El economista chileno Fernando Fajnzylber explicaba a comienzos de los ‘90 que el crecimiento económico servía de “flexibilizador social” aun en el caso de que la equidad en la distribución del ingreso no mejorara. La razón, argumentaba, es que entre los más desfavorecidos un entorno de crecimiento siempre mantiene la esperanza en que “las cosas irán mejor”. Si el razonamiento intuitivo de Fajnzylber es verdadero y se induce una recesión con distribución regresiva del ingreso, la sociedad debería volverse más “inflexible”. Hoy el oficialismo comienza a enfrentar las consecuencias de haber creado expectativas falsas. Por ahora el oportunismo de algunos movimientos políticos que trabajan entre los sectores más informales contribuyó a aquietar un malestar que, sin embargo, se expande también entre los sectores medios y llega incluso a muchos sectores industriales que hasta hace poco se mostraban todavía entusiasmados con el oficialismo. El gobierno sabe que si en los próximos meses no se produce un cambio de tendencia en la evolución del PIB, el encantamiento que lo llevó al poder hace apenas un año podría estallar por los aires.

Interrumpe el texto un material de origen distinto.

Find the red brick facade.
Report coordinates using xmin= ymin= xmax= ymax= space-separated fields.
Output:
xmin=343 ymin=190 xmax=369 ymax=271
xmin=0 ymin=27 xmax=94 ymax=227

Por su parte, la oposición massista, la misma que dice que las políticas oficiales conducen al colapso después de haber brindado su apoyo a todas y cada una, propone profundizar todavía más las transferencias a la porción superior de la pirámide social por la vía de los cambios en el impuesto a los ingresos, mal llamado “a las Ganancias”, modificaciones que suponen un costo fiscal de 48.000 millones de pesos anuales, es decir; casi 5,8 veces más que el costo estimado de la “emergencia social”, unos 25.000 millones, pero en 3 años.
Mientras tanto, en el micromundo del policéfalo equipo económico pareciera que sólo existe la discusión banal por el nivel de la tasa de interés, cuando lo que en realidad entró en crisis es el aparato productivo. Sectores ideológicamente cercanos al gobierno se concentran en las críticas predecibles a la suba del déficit fiscal, mal leído como un aumento del Gasto y no como lo que realmente es, la consecuencia de la combinación letal entre contracción de la actividad y eliminación de ingresos. En paralelo, el azoramiento por una economía en caída libre, que no responde según lo esperado, dio lugar a las consultas con economistas de otras fuerzas. Si bien no existieron mayores resultados de estos encuentros, salvo la dura crítica solitaria de Lavagna, la sola existencia de las reuniones revela el grado de preocupación por el deterioro de las expectativas cuando se aproxima el año electoral. También la inseguridad conceptual.
El fracaso del primer año, en términos de agregados macroeconómicos antes que de transferencias, parece llevar a revisar la teoría. Por ahora se extiende entre los propios el consenso de la necesidad política de recurrir a lo que llaman despectivamente populismo, que no es otra cosa que la reactivación “kirchnerista” del consumo. La idea es rara. Parece decir, “hagamos populismo hasta ganar las elecciones de medio término y después sí apliquemos la política en la que realmente creemos”, que no es otra que el ajuste permanente, como si conseguido el objetivo electoral los problemas se despejasen o como si la política que no funcionó en 2016 mágicamente comenzará a funcionar en 2018, cuando además deberán sumarse los intereses anuales de 100 mil millones de dólares de nueva deuda y un clima social menos receptivo al discurso evangélico de la alegría.
Visto desde fuera, no está claro si se trata de un súper pragmatismo de corto plazo de la UTE gobernante, de laxitud de convicciones o de simple insolvencia técnica.